Package 'rmp'

Title: Rounded Mixture Package
Description: Performs univariate probability mass function estimation via Bayesian nonparametric mixtures of rounded kernels as in Canale and Dunson (2011) <doi:10.1198/jasa.2011.tm10552>.
Authors: Antonio Canale [aut, cre], Nicola Lunardon [ctb]
Maintainer: Antonio Canale <[email protected]>
License: GPL-2
Version: 2.2
Built: 2024-12-08 06:51:20 UTC
Source: CRAN

Help Index


Posterior probability mass function estimation with DP prior

Description

Performs Bayesian probability mass function estimation under DP prior with Poisson base measure.

Usage

dp.post.est(x, y, alpha, lambda)

Arguments

x

Values on which to compute the pmf.

y

Vector of observed data.

alpha

DP precision parameter

lambda

Mean parameter for the Poisson base measure.

Details

Performs probability mass function estimation under th following model

yiPP,i=1,,ny_i \mid P \sim P, i=1, \dots, n

PDP(α,P0),P \sim DP(\alpha, P_0),

where P0P_0 is Poisson with mean lambda.

Value

A vector of size length(x) containing the probability masses

Author(s)

Antonio Canale

References

Carota, C., and Parmigiani, G. (2002), “Semiparametric Regression for Count Data,” Biometrika, 89, 265–281.

Examples

data(ethylene)
y <- tapply(ethylene$impl,FUN=mean,INDEX=ethylene$id)
z <- tapply(ethylene$dose,FUN=mean,INDEX=ethylene$id)

# Estimate the pmf of the number of implants in the control group
y0  <- y[z==0]
pmf.control = dp.post.est(0:30, y0, alpha = 1)

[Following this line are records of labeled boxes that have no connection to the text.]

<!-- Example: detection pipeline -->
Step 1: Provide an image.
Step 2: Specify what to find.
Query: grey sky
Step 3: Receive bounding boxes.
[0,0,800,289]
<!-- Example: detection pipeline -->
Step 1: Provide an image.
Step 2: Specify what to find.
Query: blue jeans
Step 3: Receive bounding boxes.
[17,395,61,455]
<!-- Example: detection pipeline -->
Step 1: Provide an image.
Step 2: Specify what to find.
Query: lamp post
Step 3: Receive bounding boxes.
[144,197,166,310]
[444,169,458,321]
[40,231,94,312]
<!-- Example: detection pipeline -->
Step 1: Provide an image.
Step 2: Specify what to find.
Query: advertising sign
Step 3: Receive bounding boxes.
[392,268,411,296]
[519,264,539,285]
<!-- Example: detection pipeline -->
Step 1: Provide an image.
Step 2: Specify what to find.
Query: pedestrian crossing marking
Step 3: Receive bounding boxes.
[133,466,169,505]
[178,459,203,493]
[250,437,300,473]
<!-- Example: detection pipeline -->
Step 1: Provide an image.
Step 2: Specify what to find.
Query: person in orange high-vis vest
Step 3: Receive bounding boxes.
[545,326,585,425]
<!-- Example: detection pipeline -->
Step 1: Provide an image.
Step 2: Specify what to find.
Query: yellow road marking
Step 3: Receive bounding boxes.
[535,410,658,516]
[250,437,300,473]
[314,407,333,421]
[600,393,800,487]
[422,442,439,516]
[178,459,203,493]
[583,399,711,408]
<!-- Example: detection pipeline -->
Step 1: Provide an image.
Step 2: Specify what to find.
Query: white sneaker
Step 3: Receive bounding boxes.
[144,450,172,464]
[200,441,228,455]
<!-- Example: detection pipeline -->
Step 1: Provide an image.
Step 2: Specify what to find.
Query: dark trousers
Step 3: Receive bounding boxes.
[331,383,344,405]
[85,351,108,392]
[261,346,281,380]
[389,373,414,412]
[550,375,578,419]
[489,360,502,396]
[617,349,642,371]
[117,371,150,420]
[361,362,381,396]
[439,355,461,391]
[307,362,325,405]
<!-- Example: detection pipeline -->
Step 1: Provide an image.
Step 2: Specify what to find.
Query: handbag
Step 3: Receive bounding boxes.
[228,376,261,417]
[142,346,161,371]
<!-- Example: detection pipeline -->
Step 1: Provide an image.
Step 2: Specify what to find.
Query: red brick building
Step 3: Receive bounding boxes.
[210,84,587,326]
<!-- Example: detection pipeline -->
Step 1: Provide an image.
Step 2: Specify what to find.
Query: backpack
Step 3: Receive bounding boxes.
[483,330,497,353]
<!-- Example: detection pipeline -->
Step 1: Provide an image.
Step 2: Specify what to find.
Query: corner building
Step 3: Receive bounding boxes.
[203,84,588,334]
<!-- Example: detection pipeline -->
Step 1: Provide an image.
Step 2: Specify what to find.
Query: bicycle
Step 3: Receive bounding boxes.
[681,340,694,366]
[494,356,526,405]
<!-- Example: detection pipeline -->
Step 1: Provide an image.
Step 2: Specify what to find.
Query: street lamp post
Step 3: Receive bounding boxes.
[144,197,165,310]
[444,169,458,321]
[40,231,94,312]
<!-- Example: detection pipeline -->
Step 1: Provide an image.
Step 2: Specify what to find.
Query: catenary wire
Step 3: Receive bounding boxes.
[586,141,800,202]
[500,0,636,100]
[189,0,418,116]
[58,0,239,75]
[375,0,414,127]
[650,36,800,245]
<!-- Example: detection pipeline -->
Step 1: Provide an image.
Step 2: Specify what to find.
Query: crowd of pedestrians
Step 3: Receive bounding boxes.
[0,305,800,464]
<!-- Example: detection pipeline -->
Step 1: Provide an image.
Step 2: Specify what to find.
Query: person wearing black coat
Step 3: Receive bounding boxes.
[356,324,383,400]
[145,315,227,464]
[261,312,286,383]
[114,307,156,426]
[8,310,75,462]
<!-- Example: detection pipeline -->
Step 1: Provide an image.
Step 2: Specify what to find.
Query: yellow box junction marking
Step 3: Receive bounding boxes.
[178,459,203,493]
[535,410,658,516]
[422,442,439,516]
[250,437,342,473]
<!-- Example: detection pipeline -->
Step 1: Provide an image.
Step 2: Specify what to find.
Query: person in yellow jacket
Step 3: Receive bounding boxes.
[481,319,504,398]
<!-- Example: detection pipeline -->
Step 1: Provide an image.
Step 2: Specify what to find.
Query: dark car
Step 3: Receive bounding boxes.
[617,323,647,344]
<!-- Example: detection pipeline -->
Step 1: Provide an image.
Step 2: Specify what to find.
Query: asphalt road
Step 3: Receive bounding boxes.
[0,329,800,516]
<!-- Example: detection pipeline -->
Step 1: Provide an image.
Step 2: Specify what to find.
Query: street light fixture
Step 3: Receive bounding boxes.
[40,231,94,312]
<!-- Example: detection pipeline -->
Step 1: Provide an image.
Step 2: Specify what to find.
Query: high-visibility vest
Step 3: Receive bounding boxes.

Developmental toxicity study of ethylene glycol in mice

Description

Data from the developmental toxicity study of ethylene glycol in mice conducted by the National Toxicology Program. Pregnant mice were assigned to dose groups of 0, 750, 1,500 or 3,000 mg/kg per day, with the number of implants measured for each mouse at the end of the experiment. Group sizes are 25, 24, 23 and 23, respectively.

Usage

data(ethylene)

Format

A data frame with 1192 observations on the following 7 variables.

id

identifyer for pregnant mouse

dose

dose of ethylene glycol

weight

weight of the fetus

sex

sex of the fetus

impl

number of implants in the pregnant mouce

litsz

size of the relative litter

malf

presence of malformation in the fetus

References

Price, C. J., Kimmel, C. A., Tyl, R. W., and Marr, M. C. (1985) "The developemental toxicity of ethylene glycol in rats and mice" Toxicological and Applied Pharmacology 81, 113-127.

Examples

data(ethylene)
implants <- tapply(ethylene$impl, FUN=mean, INDEX=ethylene$id)

summary(implants)
m <- mean(implants)
v <- var(implants)
hist(implants, main=paste("Histogram of the number of implants (Mean = ",
round(m,2), ", Var = ", round(v,2),")"))

DP mixtures of Poissons

Description

Performs probability mass function estimation under nonparametric mixture of Poisson kernels.

Usage

npmp(y, k, nrep, nb, alpha=1, theta=alpha, sigma=0, 
mixing_hyperprior= FALSE, basemeasure_hyperprior = FALSE, mixing_type="DP", 
algo="slice",  prior="gamma", a, b, a_a=1, b_a=1, lb=NULL, ub=NULL, 
print = 1, ndisplay = nrep/4, plot.it = FALSE, pdfwrite = FALSE, ... )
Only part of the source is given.